Quote Originally Posted by Throbert McGee View Post
When I took Russian waaay back in college, they made us write in cursive Cyrillic all the time, and this is absolutely essential to learn and practice, even if you rarely use cursive longhead when writing in English. I just wish I had learned Cyrillic touch-typing at the same early stage! I totally recommend getting in some practice with both cursive and touch-typing early in your Russian studies.
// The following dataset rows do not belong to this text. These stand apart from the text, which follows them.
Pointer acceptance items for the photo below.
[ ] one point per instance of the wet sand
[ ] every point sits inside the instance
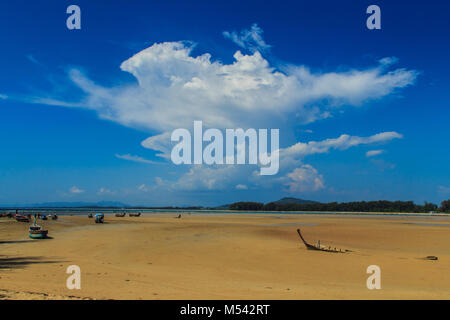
(227, 256)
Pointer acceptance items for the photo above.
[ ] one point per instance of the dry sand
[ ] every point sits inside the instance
(227, 256)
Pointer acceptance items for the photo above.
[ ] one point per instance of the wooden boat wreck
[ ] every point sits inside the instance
(134, 214)
(21, 218)
(99, 218)
(319, 247)
(35, 231)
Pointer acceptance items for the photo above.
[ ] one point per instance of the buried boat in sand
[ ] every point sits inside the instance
(134, 214)
(99, 217)
(318, 247)
(35, 231)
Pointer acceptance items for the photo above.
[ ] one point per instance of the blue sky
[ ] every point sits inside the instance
(76, 126)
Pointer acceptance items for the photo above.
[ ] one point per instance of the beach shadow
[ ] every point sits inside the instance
(7, 262)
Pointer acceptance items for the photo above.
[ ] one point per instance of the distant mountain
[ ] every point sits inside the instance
(222, 207)
(103, 204)
(288, 200)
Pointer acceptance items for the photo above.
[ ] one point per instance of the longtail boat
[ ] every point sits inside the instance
(35, 231)
(99, 217)
(318, 247)
(21, 218)
(134, 214)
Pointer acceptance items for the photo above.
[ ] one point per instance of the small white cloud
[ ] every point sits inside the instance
(143, 188)
(387, 61)
(373, 153)
(248, 39)
(344, 142)
(305, 178)
(444, 190)
(104, 191)
(133, 158)
(76, 190)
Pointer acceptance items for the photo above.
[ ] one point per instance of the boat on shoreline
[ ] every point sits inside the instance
(35, 231)
(134, 214)
(318, 247)
(21, 218)
(99, 217)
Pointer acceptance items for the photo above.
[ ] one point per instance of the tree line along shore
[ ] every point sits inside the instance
(357, 206)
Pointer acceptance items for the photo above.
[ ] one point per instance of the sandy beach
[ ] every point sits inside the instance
(227, 256)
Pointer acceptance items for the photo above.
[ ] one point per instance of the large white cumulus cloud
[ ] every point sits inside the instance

P.S. Just for fun, did you know that the Я actually started out as a ligature of Iota + Alpha, to represent the vowel combination "ia"? One of the historical intermediate forms looked kind of like a very, very "manly" letter A, if you get my drift, with the Iota hanging down between the two legs of the Alpha:
Ѧ

That's how it would've been chiseled into wood or stone. But with brush and ink, it was written like this:



If you squint at it, you can see how that was later standardized into the modern Я form. And there a few other letters in the modern alphabet (Ы, Ю, and maybe Ж) that originated as two older letters combined in a ligature -- just in case you were wondering how they came up with these forms. Throw in a couple Hebrew letters -- namely ש (shin) and צ (tsadi), which were respectively borrowed and modified to create Ш, Щ, Ц, Ч -- and you've got the whole Russian Cyrillic alphabet.
LOL about the "manly" letter A! But yeah, that really adds up now so thanks for the heads up about that!
I do a lot of cursive handwriting in Russian and it's getting easier. It gets kinda confusing sometimes when "И", "Ш", and "Л" are together but that will probably be easier to deal with as my vocabulary expands. I got side-tracked by Russian culture and history but now I'm back to learning the language, yay! And my Russian vocabulary (of memorized words and dialogue) is expanding really fast!

@ Specter.
Yeah, I've been seeing a lot of Greek/Latin symbols in maths at school and I'll probably see tons more when I get enrolled at a university. It's really interesting stuff!